Each player has a latent "injury hazard rate" that you estimate hierarchically — borrowing strength across similar players (same position, age, workload). The posterior updates as the season progresses, incorporating rest days, minutes played, and high-intensity sprints. Wide posteriors early in the season → narrow as data accumulates.

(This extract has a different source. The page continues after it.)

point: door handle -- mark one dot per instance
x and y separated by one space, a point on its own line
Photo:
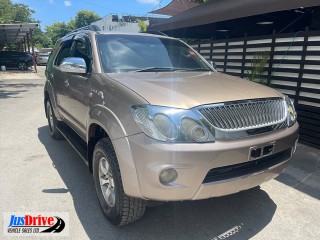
66 82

Model: Bayesian survival analysis (Cox or Weibull) | Prior: Hierarchical by position/age | Output: P(injury in next 5 matches)
Bayesian vs. Frequentist: When to Use Which
It's not a religion — it's a toolkit
Use Bayesian When
  • • Small samples (few matches, new players)
  • • You have genuine prior knowledge
  • • You need uncertainty quantification
  • • Decisions depend on posterior probabilities
  • • Hierarchical structure (teams, leagues, seasons)
  • • Sequential updating (in-game, week-by-week)
Frequentist Is Fine When
  • • Large datasets (millions of events)
  • • You just need predictions, not uncertainty
  • • Computational budget is very tight
  • • The model is simple (logistic regression, XGBoost)
  • • Prior specification is genuinely controversial
  • • You need fast iteration speed
The Pragmatic View

With enough data, Bayesian and frequentist methods converge to the same answers. The prior washes out. The difference matters most in exactly the situations football analytics faces: small samples, structured data, and decisions that require probability statements. If you're betting, you need posteriors. If you're training a neural network on millions of tracking frames, MLE is fine.

Summary
What You Learned
  • ✓ Why small football samples need Bayesian thinking
  • ✓ Bayes' theorem: Posterior ∝ Likelihood × Prior
  • ✓ Prior distributions and encoding domain knowledge
  • ✓ Conjugate updates (Beta-Binomial, Normal-Normal)
  • ✓ Credible intervals vs. confidence intervals
  • ✓ MCMC for complex models
  • ✓ Hierarchical models and partial pooling
  • ✓ Six football applications
Key Equations
P(θ|D) ∝ P(D|θ) × P(θ)
Beta(α,β) + k wins, n-k losses → Beta(α+k, β+n-k)
μₙ = (μ₀/σ₀² + nx̄/σ²) / (1/σ₀² + n/σ²)
σₙ² = 1 / (1/σ₀² + n/σ²)
λᵢⱼ = exp(αᵢ - δⱼ + γ)
Key Takeaway

Bayesian inference isn't about being "more correct" than frequentist statistics — it's about getting the right answers to the right questions. When you have small samples, prior knowledge, hierarchical structure, and you need probability statements about parameters (which is most of football analytics and all of betting), Bayesian modelling isn't optional — it's the natural framework. Start with Beta-Binomial for rates, add hierarchical structure for teams, and reach for MCMC when models get complex.